H L Trivedi1, A V Vanikar, P R Modi, P R Shah, V R Shah, V B Trivedi.   

Abstract

We designed a prospective clinical trial of 357 patients divided in two groups--treated (n = 201) and controls (n = 156)--to evaluate effects of donor hematopoietic stem cell transplantation (HSCT) with minimal nonmyeloablative conditioning for tolerance induction in living related donor renal allograft recipients. Conditioning included donor leukocyte infusions, target-specific irradiation, anti-T-cell antibody, cyclophosphamide, cyclosporine (CsA), followed by bone marrow (BM)-derived and peripheral blood stem cell (PBSC) infusion into thymus, liver, BM, and periphery, with mean total dose of 20 x 10(8) nucleated cells/kg body weight (BW) (mean CD34(+) count: 0.9%) pretransplantation. CsA (3 mg/kg BW/d) and prednisolone (10 mg/d) were used for immunosuppression. Azathioprine/mycophenolate mofetil were added in the event of an acute rejection episode. The controls underwent transplantation with three drug immunosuppression. With a mean follow-up of 21.5 months, the treated cohort showed better allograft function with mean serum creatinine (SCr), 1.42 +/- 0.31 mg% in contrast with the controls mean SCr, 1.61 +/- 0.52 mg% (P < .0001) at 23.9 months follow-up. One-year allograft/patient survival was 95%/96.7% versus 89%/93.4%, respectively.

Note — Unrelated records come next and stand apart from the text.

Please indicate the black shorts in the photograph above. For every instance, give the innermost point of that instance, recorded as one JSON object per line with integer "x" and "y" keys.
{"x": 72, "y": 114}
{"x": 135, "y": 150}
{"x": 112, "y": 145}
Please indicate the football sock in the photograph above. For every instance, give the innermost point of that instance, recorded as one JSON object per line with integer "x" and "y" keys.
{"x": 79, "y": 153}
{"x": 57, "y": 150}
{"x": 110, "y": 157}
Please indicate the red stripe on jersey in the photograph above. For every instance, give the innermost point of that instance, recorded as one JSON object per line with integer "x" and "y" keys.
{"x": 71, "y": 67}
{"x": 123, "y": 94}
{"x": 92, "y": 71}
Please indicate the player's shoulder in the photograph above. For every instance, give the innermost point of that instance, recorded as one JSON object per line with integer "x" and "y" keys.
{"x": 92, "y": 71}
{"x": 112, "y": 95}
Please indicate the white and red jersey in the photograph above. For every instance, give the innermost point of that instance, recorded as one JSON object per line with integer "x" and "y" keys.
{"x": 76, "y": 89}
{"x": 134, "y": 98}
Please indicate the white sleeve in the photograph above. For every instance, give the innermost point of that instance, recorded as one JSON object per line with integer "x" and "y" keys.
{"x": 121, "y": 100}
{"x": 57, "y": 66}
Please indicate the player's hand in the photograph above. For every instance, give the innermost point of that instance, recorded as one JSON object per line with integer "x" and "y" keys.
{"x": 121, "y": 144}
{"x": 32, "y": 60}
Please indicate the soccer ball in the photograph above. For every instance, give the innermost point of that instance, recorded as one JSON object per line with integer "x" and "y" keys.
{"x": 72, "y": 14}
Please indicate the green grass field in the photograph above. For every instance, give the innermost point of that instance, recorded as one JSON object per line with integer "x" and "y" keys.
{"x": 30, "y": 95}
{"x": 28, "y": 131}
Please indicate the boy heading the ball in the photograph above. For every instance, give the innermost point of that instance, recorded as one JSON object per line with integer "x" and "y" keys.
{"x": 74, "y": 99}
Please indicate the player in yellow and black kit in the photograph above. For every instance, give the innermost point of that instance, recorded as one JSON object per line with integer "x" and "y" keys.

Peripheral blood chimerism by fluorescent in situ hybridization was 0.8% +/- 0.2% in the subset of treated patients with gender-mismatched donors. No graft-versus-host disease was noted. Nine patients with donor-specific cytotoxic alloantibodies pretransplantation showed a decrease in positivity to <15% post-HSCT and were transplanted safely. A transient rise in donor-specific cytotoxic alloantibodies was noted in 19 treated patients post-HSCT, 14 of whom returned to the transplantable range within 2 weeks and five required a desensitization protocol. "Prope" tolerance may be induced in living related donor renal transplantation across major histocompatability complex barriers using HSCT with minimal nonmyeloablative conditioning.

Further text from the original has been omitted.